A variety of cell movements, including the intracellular transport and positioning of membrane vesicles and organelles, the separation of chromosomes at mitosis, and the beating of cilia and flagella.

Question 36

What are kinesins?

Answer 36

motor proteins that move along microtubules both toward the plus end or minus end, depending on the cell type and cargo, and the specific kinesin involved.

Question 37

What are dyneins?

Answer 37

motor proteins that move along microtubules toward the minus end

Question 38

What is the basal body?

Answer 38

Structure similar to a centriole that initiates the growth axonemal microtubules and anchors cilia and flagella to the rest of the cell.

Question 39

What is the axoneme?

Answer 39

the fundamental structural unit of organization of both cilia and flagella

Question 40

What are kinetochore microtubules?

Answer 40

Microtubules that attach to the condensed chromosomes of mitotic cells at their centromeres

Question 41

What are astral microtubules?

Answer 41

Microtubules that extend outward from the centrosomes to the cell periphery and contribute to chromosome movement by pulling the spindle poles apart

Question 42

What are polar microtubules?

Answer 42

Microtubules that are not attached to chromosomes but are stabilized by overlapping with each other in the centre of the cell.

Question 43

What do polar microtubules contribute to?

Answer 43

Chromosome movement by pushing the spindle poles apart.

Question 44

What is anaphase A? What does it involve?

Answer 44

The movement of chromosomes toward the spindle poles along the kinetochore microtubules.
Involves chromosomal and kinetochore microtubules.

Question 45

What is anaphase B? What does it involve?

Answer 45

The separation of the spindle poles themselves.
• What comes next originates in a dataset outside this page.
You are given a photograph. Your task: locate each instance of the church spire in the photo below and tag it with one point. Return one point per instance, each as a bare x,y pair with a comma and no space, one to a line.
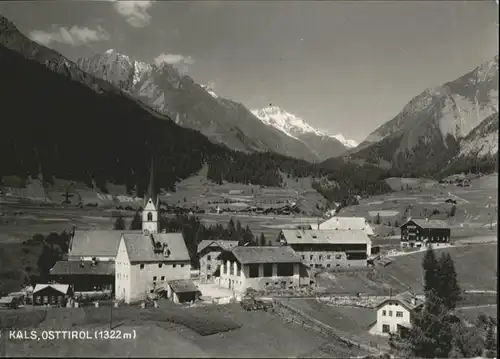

Involves polar and astral microtubules.

Question 46

What does chromosome movement at the plus end require? (2 things)

Answer 46

1. minus-end-directed motor proteins that are part of the kinetochore
2. microtubule disassembly

Question 47

What does spindle pole separation require? (2 things)

Answer 47

1. pulling action of astral microtubules directed by minus-end directed motor proteins anchored to the distal region of the cell.
2. sliding of polar microtubules past each other due to action of plus-end directed motor proteins.